И все же, почему воспоминание об этом случае не дает мне покоя? Испытывал ли я тогда жалость к трактирщику? Нет, это было совсем другое чувство. Мне казалось, что широколицый партизан нарочно оттягивал день приговора. Зачем ему это понадобилось? А команды, эти никому не нужные команды? Ведь то отрепье понятия не имело, что такое военная служба, — в свое время богачи откупались от воинской повинности. Разве он не замечал унизительного поведения пленных и особенно трактирщика? В том-то и дело, что он прекрасно все видел!
Вот снова:
— Равнение напра-а-во!
Трактирщик кладет руку на пояс и старательно выставляет вперед локоть — настоящая кокотка. На лице широколицего играет самодовольная улыбка.
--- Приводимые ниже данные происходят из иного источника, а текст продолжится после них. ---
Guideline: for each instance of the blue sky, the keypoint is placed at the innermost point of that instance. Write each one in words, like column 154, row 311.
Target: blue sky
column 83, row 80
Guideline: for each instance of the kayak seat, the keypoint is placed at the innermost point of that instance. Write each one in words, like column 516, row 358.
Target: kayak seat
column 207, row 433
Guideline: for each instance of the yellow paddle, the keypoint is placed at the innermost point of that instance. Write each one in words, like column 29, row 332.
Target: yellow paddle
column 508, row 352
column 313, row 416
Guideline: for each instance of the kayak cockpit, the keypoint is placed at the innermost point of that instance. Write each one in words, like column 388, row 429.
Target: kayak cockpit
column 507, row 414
Он старается спрятать ее, но злорадство прет наружу и растягивает его губы:
— Сми-и-рно!
Трактирщик вытягивается, и его голый живот скрывается в складках изодранной рубахи. Грудь широколицего вздымается от циничного злорадства. Он проводит по ней рукой, как бы стараясь стряхнуть его, но вместо этого подчеркивает его еще больше.
— Шагом марш!
Трактирщик марширует босыми ногами по острым камням, и в глазах его можно прочесть: «Вы же видите, как хорошо я выполняю команду. Замечаете, как высоко тяну ногу?..» Широколицый торжествует. Без нужды кашляет и хмурится. Но торжество угадывается и в кашле, и в строгости сведенных бровей.
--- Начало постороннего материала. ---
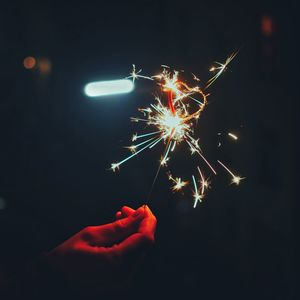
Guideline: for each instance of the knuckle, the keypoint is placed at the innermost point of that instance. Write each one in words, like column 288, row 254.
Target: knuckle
column 119, row 226
column 87, row 232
Я смотрю на него и не верю своим глазам — наш товарищ наслаждается видом униженного трактирщика. Неужели он не понимает что, издеваясь над врагом, он издевается над самим собой, над всеми нами?
С тех пор этот на первый взгляд незначительный случай не дает мне покоя. Достаточно незначительного повода, и воспоминания, болезненно-мучительные, овладевают мною. Как и многие другие тягостные воспоминания, они со временем забудутся. А может быть, их забывать не надо, чтобы не умерла наша мечта стать людьми для людей?
ДЕСА
Когда я думаю о ней, в памяти воскресает миг ее самопожертвования. Я вижу устремленную ко мне фигуру с раскинутыми, как распятие, руками, слышу ее последний вздох. Сколько раз я пытался объяснить себе все это, и каждый раз безуспешно. Что это было? Самопожертвование влюбленной женщины? Самоотверженность коммунистки? Человеколюбие исключительного человека? Нет, в ней было что-то такое, что не объяснишь ни первым, ни вторым, ни третьим. Но что именно, я никак не мог понять. Потому что это выходит за рамки наших представлений об исключительной смелости тех, кто способен жертвовать собой ради Других.
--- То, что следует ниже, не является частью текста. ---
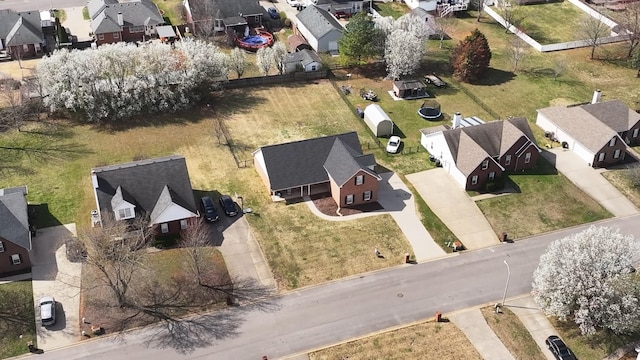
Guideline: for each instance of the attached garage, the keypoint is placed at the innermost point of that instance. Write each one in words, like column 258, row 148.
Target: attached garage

Деса была необыкновенно женственна. И хотя старательно прятала свою женственность, она проявлялась во всем. Партизанская куртка не могла скрыть округлости ее плеч. Почти всегда насупленные брови только подчеркивали нежность ее взгляда. Темные волосы, нарочно остриженные по-мужски коротко, открывали ее изящную шею.
В стремлении замаскировать свою женственность она иногда доходила до смешного. Во время долгих переходов, которые с трудом выдерживали самые крепкие парни, она мужественно шагала, ни на что не жалуясь. А если кто-нибудь хотел взять часть ее ноши и тем самым помочь ей, она отказывалась с таким видом, будто добрые намерения ее товарищей казались ей издевательством. Один раз, совершенно выбившись из сил, она потеряла сознание, и нам пришлось нести ее на руках. Свою слабость она объясняла потом чем угодно, но только не усталостью и говорила, что сама не поняла, как это случилось.
Всех мужчин она держала на расстоянии, а меня особенно. Вместо того чтобы обращаться ко мне по имени, она называла меня «Бугарин». На самом же деле за грубостью она старалась скрыть любовь. Иногда это раздражало меня, а порой — веселило. И тогда я начинал подшучивать над ней. Говорил, что как только кончится война, отвезу ее в Болгарию. Там я встану перед ней на колени и буду долго-долго просить стать моей женой. Она подхватывала шутку, но заявляла, что не поедет на мою родину. «Если тебе так уж хочется, чтобы мы были вместе, приезжай ко мне в Хорватию, — говорила она, — там я буду долго-долго просить тебя стать моим мужем». Дальше шутливой перепалки дело не доходило.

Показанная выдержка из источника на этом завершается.